No hay seres puros, ni plantas puras ni, siquiera, paisajes puros. Europa le debe, en gran parte, salvar las hambres medievales a la modesta patata que, una vez llegada del Nuevo Continente, se convirtió el el almacén calórico del Viejo Mundo.

Cada vez que un estúpido nacionalista propugna un ordenamiento para proteger una raza autóctona, amparado por tan sesudos como falsos estudios de la universidad regada por el dinero de este político, se me revuelve las tripas.

Hay ejemplos que, si no fuesen reales, habrían rozado la comicidad más desternillante como el del Gobierno Vasco al proteger la gallina de raza eukalduna.

Cada vez pienso que algún euro de mis impuestos se emplea en un dispendio tal cavo una palada más de la tumba patriótica del nacionalismo. Pensar que los estudios raciales catalanes, acerca de la superioridad de la -y no es broma- raza catalana están basados en seudo estudios del XIX como los de Valentín Almirall, que afirmaba sin sonrojarse, y llegó a publicar varios libros al respecto, que la raza catalana viene dada por factores geográficos como las montañas, además de lingüísticos es, como el dicho tan mesetario para mear y no echar gota.

A veces me da por pensar que esos enormes secuoyas, que llegan a vivir más de mil años, contemplan desde su copa a los pobres humanos que llegan a matarse por cosas tan nimias como la religión, la lengua o las fronteras.

Cientos de años después de que los secuoyas gigantes de California empezasen a elevarse del suelo y clavar aún más sus raíces el mismo como garras, aparecieron al otro lado del mundo, en la vieja Europa, las naciones, los estados nacionales como hoy los conocemos.

Cientos de millones de muertos en conflictos nacionales después aún siguen hablando, con enormes cajas de resonancia mediáticas a su favor, de estupideces como el sentimiento nacional o la memoria histórica.

Auguro, pero sobre todo deseo, desde este amor infinito que siento por los árboles, que la mayoría de secuoyas seguirán vivos cientos de años después de que las naciones hayan perdido del todo su sentido fundacional.
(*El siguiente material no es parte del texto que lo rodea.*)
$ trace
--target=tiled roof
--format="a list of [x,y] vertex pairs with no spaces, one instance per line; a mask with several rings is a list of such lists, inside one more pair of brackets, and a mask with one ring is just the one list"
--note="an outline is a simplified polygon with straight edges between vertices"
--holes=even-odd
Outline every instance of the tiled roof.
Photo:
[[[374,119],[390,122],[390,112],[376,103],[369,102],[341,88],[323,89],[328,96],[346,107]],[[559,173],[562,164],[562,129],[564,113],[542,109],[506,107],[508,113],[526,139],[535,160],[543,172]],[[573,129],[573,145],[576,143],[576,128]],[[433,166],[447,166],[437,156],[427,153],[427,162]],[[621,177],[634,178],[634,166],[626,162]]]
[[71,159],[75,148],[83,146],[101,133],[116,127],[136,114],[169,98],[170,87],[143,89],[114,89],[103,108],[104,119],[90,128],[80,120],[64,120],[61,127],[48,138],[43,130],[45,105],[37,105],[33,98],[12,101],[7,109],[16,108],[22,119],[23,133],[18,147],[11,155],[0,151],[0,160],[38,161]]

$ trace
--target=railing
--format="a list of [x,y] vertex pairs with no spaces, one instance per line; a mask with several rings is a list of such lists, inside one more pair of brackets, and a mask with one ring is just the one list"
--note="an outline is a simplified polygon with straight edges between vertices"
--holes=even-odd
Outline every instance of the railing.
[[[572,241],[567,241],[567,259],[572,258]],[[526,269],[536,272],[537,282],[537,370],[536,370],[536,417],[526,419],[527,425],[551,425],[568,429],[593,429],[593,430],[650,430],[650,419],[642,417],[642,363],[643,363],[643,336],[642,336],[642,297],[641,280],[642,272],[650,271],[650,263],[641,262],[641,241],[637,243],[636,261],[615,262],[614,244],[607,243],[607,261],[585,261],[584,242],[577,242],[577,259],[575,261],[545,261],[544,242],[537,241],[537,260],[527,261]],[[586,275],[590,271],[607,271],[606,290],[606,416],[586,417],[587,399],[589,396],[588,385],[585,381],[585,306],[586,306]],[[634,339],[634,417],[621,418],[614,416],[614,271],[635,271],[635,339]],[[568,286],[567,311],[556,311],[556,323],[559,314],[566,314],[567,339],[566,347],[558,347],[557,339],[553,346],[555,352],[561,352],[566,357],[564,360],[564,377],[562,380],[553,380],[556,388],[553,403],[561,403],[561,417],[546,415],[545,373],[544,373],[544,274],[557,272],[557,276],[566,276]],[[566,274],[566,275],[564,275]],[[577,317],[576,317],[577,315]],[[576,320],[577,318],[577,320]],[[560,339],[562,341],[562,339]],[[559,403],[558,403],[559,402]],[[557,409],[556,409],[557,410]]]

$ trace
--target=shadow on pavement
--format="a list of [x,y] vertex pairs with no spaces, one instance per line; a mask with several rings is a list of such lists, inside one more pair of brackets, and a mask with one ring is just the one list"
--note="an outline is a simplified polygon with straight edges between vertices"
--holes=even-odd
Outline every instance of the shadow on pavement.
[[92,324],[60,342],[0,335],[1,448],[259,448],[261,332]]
Konrad Adenauer, Jean Monnet, Robert Schuman y Alcide de Gasperi, los padres fundadores de la Unión Europea soñaban con la muerte de las naciones y de la peor de su enfermedad, el nacionalismo, esa doctrina basada en la genialidad de que una persona completamente diferente a otra por haber nacido separadas por cien metros con una línea imaginaria en medio o por trivialidades como el acento al hablar.

No estoy seguro de que los árboles sueñen, o mejor dicho, sí estoy seguro de que no lo hacen. De lo que sí estoy seguro es de que seguiremos paseando entre árboles bastardos cuando desaparezca el nacionalismo.